Biden has often quietly compared himself to LBJ — a longtime Hill operator brought into the executive office by a younger, more charismatic liberal hero president with whom he had a complicated relationship. Johnson then became a consequential president remembered for his wide-reaching social legislation in a time of extreme national strife. But the comparisons tended to end there, just short of Johnson’s decision not to seek reelection early in 1968 with the unpopular war in Vietnam dragging on. Biden always hated the notion that he might even consider following Johnson’s lead but now will likely take solace in the idea that history may find the comparison between the two to not, in fact, be as ridiculous as some of Biden’s critics had long contended.

Yet there’s no escaping the fact that while Biden’s presidency may be defined by his accomplishments and perhaps his ultimate elevation of the first woman president, it is also possible that his time in the White House may still be defined by Trump. If the 45th president becomes the 47th, he may set out to erase all of Biden’s record and possibly that of Obama and every Democratic president since Johnson.

As such, much of Biden’s legacy is now up to the voters, specifically in the form of their support for Harris, the likely Democratic nominee whom Biden hired from the Senate but did not always set up for success throughout his administration. Her own uneven performance in the job at times led Biden to question her political viability in a theoretical race against Trump.

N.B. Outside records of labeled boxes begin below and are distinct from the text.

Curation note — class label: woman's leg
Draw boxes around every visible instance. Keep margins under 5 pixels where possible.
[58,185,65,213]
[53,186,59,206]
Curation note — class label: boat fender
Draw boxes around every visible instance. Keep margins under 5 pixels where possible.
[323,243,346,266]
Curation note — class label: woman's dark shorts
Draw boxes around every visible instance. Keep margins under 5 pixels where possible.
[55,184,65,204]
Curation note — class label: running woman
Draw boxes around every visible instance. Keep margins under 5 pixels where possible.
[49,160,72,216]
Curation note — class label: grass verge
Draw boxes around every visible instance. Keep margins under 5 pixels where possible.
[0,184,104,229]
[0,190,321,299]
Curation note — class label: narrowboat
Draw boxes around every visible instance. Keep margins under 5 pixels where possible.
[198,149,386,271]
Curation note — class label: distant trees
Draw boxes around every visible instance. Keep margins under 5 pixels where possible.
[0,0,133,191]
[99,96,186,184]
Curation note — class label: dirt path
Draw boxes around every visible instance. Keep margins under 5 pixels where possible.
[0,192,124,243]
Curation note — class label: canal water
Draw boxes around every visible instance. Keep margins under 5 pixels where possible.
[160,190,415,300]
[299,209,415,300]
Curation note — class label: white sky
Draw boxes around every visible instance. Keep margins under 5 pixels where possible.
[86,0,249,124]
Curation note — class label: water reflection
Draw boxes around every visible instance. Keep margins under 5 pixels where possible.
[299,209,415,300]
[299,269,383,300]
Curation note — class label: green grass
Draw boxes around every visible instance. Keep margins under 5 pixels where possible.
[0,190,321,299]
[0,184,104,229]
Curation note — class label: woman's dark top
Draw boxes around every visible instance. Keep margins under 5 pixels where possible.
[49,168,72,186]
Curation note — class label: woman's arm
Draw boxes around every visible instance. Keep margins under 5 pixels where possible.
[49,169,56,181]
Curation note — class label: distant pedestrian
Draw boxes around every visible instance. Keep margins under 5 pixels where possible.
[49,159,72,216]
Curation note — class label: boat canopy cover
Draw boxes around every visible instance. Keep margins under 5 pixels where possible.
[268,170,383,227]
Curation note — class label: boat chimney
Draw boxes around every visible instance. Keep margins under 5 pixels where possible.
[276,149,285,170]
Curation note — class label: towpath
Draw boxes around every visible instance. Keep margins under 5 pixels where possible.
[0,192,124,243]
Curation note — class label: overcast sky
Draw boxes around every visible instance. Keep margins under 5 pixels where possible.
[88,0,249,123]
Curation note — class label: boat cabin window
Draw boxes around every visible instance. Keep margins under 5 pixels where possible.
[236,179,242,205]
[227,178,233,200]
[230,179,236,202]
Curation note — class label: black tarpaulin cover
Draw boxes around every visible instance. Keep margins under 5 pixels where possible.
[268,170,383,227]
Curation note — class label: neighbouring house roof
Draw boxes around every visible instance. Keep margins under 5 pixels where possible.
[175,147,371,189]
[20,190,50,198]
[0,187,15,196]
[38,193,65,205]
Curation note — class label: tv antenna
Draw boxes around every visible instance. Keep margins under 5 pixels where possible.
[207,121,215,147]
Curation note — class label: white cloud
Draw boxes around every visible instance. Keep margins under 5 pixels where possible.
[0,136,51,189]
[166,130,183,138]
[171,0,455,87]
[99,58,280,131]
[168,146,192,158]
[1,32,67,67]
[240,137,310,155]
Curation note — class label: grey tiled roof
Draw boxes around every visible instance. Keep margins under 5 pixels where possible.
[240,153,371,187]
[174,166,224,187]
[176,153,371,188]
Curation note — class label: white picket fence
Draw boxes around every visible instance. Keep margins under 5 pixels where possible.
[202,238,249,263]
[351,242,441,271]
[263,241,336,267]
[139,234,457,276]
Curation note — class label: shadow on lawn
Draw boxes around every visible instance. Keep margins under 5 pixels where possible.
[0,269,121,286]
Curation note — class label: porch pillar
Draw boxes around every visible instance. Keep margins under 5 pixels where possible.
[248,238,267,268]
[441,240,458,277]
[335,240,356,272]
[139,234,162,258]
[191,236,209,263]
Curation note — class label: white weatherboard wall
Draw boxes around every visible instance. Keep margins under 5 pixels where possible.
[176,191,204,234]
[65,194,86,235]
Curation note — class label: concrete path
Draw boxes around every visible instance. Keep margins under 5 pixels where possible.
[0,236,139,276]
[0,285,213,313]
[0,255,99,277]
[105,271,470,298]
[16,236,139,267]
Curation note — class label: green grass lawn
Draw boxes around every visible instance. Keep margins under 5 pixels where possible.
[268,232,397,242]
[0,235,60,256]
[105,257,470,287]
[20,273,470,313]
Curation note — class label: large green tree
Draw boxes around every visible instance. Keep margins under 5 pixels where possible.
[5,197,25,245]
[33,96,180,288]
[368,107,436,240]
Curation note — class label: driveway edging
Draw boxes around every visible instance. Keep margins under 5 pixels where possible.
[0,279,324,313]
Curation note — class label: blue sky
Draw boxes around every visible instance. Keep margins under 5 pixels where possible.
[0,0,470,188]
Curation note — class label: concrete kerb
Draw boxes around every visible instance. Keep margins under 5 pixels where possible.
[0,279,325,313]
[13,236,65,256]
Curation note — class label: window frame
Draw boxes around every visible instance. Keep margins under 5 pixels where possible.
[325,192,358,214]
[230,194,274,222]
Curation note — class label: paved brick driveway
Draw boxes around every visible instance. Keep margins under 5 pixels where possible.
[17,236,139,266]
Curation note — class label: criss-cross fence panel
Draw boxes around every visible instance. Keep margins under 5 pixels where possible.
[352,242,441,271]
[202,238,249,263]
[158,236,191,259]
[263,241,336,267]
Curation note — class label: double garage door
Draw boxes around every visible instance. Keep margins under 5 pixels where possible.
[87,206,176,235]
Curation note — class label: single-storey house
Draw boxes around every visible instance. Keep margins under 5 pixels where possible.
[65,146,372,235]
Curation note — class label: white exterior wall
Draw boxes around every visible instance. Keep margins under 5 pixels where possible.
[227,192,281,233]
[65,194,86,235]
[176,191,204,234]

That race appears to be real, and Biden will be left to hope that Harris is the kind of galvanizing candidate she briefly was during her 2020 campaign, before it unraveled, and that she can convince everyone opposed to Trump to join her. After the party’s experience with Biden, her candidacy comes with big questions. Can she head off a Democratic civil war over its ideological future like Biden did by bringing progressives and moderates together to focus on policy goals and the threat of Trump? Can she convince skeptical voters that she represents steady leadership over Trump’s brand of chaos like Biden did four years ago?

Biden’s presidency is not over. He still has wars in Gaza and Ukraine to deal with, an economy to manage, and a campaign to help as best he can. The way his presidency will be remembered is now, finally, out of his hands.